Three parts were created: (a) an introduction to the course accompanied by a video explaining animal welfare and discussing the difference between animal welfare and animal rights. (b) A series of videos related to the Five Freedoms containing explanations and providing knowledge. This part was finalised with a comprehensive video about the Five Freedoms explaining each freedom in detail, what it means for animals using examples of the previously shown videos. (c) The last part of the course focussed on positive welfare, specifically on animal sentience and the importance of animals experiencing a good life rather than just a life worth living. An animated recording was produced with examples of how animals can experience pleasure (e.g. cows using brushes, piglets playing in a pen). Furthermore, comparative human behaviours were also shown (e.g. human brushing hair, children playing in the garden). The intervention was evaluated with 414 secondary school children split into a test- and control group. Teachers of participating schools provided both a test- and control group, which they were asked to choose randomly.

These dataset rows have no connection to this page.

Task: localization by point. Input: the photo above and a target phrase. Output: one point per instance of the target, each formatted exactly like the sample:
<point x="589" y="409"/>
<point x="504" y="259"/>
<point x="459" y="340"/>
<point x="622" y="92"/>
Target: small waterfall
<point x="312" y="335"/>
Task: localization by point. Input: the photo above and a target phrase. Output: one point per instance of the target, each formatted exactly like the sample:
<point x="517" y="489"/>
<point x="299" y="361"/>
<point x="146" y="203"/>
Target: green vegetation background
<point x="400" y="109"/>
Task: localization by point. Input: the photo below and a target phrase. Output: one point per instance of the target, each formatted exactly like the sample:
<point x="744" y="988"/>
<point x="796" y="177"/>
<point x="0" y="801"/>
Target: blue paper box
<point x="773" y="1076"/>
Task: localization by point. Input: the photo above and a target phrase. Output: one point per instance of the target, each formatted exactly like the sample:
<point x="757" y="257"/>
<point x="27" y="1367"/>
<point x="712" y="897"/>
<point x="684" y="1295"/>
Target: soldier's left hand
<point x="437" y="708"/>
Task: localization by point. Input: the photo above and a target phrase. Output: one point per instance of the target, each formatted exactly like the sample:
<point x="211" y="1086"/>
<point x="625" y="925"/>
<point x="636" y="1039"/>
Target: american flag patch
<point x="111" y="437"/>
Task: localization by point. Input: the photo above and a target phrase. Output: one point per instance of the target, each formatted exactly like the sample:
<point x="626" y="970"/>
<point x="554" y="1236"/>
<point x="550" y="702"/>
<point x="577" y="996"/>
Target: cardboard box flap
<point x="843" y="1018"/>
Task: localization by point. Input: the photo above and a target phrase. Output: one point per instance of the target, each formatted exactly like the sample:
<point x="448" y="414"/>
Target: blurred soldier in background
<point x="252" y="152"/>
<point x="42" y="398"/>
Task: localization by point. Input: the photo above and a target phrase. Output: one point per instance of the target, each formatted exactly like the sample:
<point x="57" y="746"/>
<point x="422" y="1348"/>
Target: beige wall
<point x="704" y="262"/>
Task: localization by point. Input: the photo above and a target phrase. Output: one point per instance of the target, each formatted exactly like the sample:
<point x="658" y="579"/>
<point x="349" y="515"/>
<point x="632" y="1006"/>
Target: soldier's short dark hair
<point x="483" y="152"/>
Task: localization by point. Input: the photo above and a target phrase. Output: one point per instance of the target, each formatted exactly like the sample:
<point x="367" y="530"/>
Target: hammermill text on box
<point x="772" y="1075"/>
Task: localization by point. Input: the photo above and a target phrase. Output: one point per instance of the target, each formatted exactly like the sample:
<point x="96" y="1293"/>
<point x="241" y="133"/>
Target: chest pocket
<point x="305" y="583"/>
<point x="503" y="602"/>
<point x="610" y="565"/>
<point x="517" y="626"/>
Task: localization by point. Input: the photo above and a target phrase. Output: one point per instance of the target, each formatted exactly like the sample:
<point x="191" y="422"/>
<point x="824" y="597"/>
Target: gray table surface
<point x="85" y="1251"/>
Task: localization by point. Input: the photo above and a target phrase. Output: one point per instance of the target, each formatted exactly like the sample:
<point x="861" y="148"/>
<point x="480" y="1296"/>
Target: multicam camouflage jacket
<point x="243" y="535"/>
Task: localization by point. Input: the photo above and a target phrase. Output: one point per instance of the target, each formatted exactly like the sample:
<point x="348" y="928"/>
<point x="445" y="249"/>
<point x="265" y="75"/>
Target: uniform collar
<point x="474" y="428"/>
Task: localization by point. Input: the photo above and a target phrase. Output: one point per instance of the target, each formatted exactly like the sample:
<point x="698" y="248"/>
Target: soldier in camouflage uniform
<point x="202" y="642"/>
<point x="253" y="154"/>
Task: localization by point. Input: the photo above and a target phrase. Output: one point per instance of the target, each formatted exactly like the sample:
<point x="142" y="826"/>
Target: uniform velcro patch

Results of the intervention showed that the material provided was especially effective in teaching adolescents about the Five Freedoms and showing them how they can contribute to implementing these freedoms, and hence enhancing a DOC towards animals. A DOC can only be enhanced when adolescents possess the knowledge about the general needs of an animal. Furthermore this knowledge will improve their understanding of an animal’s needs across different species. It will not provide adolescents with the knowledge of each individual animal’s needs but gives them the basis to investigate further what would be required for different species. The intervention led to an increase in knowing about all Five Freedoms, and there was an increase in providing words relating to the freedoms if not known word by word.
Outcomes and implications
One approach to successful animal welfare education is to base knowledge gain around the Five Freedoms, addressing questions such as (1) What are the Five Freedoms? (2) What animals do they apply to? (3) What do they mean for animals under our care? (4) What can we do to ensure these freedoms are met? Furthermore, animal welfare education needs to encompass all animals under our care (pets, farm animals and captive wild life) to ensure that adolescents are equipped with a wide repertoire of tools to make informed consumer behaviour decisions. Finally, animal welfare education needs to include an element of positive welfare to raise awareness that we should perhaps be aiming for animals to have a good life.